Les derniers résultats PISA mettent à nouveau en évidence le lien entre l’existence d’écoles élitistes et d’écoles « guettos populaires », et la disparité de résultats entre élèves en Belgique. L’occasion de rappeler que le libre-choix, qui laisse toute liberté aux parents de choisir l’école de leurs enfants, est l’une des raisons[1] des très fortes inégalités au sein du système scolaire en Fédération Wallonie-Bruxelles.
En décembre dernier, l’APED (Appel pour une école démocratique) sortait une analyse particulièrement intéressante autour des derniers résultats PISA. Pour rappel, PISA est une enquête internationale (menée dans 79 pays) qui évalue les connaissances et les compétences d’élèves de 15 ans en compréhension de l'écrit, en sciences et en mathématiques. Elle permet à la fois de comparer les systèmes scolaires entre eux, mais aussi d’évaluer les inégalités au sein d’un même pays.

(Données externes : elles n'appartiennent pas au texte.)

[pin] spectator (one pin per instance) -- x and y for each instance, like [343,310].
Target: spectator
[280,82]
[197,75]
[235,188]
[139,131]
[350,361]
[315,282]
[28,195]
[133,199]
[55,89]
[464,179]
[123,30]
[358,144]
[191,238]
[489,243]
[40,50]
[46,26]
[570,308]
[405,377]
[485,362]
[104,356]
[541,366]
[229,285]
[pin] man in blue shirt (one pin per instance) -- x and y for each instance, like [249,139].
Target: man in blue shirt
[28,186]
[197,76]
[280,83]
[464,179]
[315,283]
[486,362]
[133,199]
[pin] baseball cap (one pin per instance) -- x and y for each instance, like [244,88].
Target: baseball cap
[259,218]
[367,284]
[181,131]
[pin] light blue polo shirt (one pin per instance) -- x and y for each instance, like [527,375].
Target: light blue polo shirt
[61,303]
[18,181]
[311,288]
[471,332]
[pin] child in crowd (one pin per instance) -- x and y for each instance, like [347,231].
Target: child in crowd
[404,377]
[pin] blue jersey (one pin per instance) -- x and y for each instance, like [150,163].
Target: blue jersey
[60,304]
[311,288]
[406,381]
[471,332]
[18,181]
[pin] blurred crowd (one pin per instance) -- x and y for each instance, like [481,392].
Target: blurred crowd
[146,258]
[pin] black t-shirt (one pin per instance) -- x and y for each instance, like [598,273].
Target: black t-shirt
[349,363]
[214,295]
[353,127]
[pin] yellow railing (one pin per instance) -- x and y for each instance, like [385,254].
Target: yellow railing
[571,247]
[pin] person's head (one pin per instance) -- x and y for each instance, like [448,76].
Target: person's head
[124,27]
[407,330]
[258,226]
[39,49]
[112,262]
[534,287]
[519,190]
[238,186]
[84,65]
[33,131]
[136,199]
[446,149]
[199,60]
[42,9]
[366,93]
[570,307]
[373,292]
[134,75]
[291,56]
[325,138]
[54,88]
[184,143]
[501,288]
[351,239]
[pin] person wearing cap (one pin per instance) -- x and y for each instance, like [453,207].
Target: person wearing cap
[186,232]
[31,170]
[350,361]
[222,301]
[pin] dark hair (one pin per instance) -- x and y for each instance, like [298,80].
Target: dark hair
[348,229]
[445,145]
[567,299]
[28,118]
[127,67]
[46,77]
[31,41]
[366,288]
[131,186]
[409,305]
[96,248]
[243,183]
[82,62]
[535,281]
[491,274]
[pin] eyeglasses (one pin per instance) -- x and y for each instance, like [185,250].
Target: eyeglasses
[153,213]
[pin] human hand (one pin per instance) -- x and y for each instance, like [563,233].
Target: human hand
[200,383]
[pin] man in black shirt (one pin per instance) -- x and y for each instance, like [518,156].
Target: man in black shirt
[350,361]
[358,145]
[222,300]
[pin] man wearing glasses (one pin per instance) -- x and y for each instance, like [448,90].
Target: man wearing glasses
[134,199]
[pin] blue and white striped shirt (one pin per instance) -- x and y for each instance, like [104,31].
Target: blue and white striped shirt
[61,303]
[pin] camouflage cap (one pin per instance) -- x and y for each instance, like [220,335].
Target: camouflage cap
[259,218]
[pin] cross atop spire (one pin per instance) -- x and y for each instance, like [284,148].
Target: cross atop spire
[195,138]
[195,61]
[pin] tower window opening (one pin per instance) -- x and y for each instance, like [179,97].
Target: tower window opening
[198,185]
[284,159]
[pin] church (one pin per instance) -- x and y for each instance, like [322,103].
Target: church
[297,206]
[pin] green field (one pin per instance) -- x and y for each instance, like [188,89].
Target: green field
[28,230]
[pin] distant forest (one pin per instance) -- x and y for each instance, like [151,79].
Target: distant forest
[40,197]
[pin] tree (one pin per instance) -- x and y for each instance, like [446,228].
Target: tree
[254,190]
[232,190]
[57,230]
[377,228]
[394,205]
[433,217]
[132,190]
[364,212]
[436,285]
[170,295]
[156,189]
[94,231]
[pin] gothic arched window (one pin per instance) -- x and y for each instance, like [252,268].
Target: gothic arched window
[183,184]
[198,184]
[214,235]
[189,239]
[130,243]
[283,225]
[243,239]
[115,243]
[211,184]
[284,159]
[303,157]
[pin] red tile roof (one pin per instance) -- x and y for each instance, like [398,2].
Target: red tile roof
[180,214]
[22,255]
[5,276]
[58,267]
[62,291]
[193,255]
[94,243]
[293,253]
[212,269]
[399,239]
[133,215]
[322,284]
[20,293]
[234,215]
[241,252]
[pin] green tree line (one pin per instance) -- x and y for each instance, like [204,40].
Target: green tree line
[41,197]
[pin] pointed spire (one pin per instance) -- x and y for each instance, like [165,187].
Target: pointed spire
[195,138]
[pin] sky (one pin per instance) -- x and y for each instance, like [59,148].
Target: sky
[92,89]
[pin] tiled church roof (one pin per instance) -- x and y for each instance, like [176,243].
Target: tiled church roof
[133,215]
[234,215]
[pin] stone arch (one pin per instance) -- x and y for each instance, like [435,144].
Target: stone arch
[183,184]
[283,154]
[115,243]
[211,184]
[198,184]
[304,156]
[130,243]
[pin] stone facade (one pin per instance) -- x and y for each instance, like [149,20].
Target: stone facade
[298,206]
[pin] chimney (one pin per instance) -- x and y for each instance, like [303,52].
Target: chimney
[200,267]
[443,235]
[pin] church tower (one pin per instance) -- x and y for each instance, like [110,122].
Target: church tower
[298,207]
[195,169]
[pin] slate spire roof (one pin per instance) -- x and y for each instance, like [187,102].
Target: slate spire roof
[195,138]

Si l’APED formule nombre de critiques quant au caractère comparatif du classement PISA[2] entre les pays, elle met en exergue le fait que « si l’on part du principe que les élèves d’un même pays (ou système d’enseignement) devraient en principe être égaux face à ces tests, alors on peut admettre que la mesure des inégalités de performance à l’intérieur des pays est une mesure valide et comparable de l’équité des systèmes d’enseignement ». En ce sens, les conclusions sont édifiantes, au niveau des pays ouest-européens, la Belgique reste l’un des pays les plus inégalitaires : « La Flandre se classe en tête, devant l’Allemagne, la Fédération Wallonie-Bruxelles et la France »[3].
Ce que disent les graphiques
A travers les trois graphiques ci-dessous, PISA permet de mettre en évidence le lien entres les performances moyennes des élèves et l’indice socio-économique de chaque école participante : « L’axe horizontal indique l’indice socio-économique moyen de chaque école (à droite les écoles de l’élite sociale, à gauche les ghettos de pauvres). L’axe vertical indique le score PISA moyen ». Nico Hirtt, l’un des fondateur de l’APED, analyse les graphiques ainsi : « En Belgique, le nuage de points s’étire régulièrement du coin inférieur gauche (écoles très pauvres et très faible performance) au coin supérieur droit (écoles très riches à très haute performance). En Norvège, au contraire, le nuage est très regroupé et peu orienté (…) N’allez surtout pas croire qu’il n’y aurait pas de pauvres, ni d’élèves médiocres en Norvège. L’indice socio-économique des élèves norvégiens s’étale grosso-modo de l’indice -2 à l’indice 2, tout comme en Belgique. Et tout comme en Belgique, les performances des élèves vont, en gros, de 300 à 700. Mais cela n’apparaît pas sur le graphique des écoles, parce que les établissements norvégiens sont moins polarisés socialement que les nôtres : il n’y a pas, ou moins, de ghettos ». Il ajoute : « On observera enfin que la Suède, qui a aussi un tronc commun jusqu’à 16 ans, obtient des résultats nettement moins favorables puisqu’elle se classe à mi-chemin dans les indicateurs d’équité. Or, justement, la différence majeure entre la Norvège et la Suède — ainsi que la Finlande dans une moindre mesure — c’est que ces derniers pays ont commencé à introduire un marché scolaire ».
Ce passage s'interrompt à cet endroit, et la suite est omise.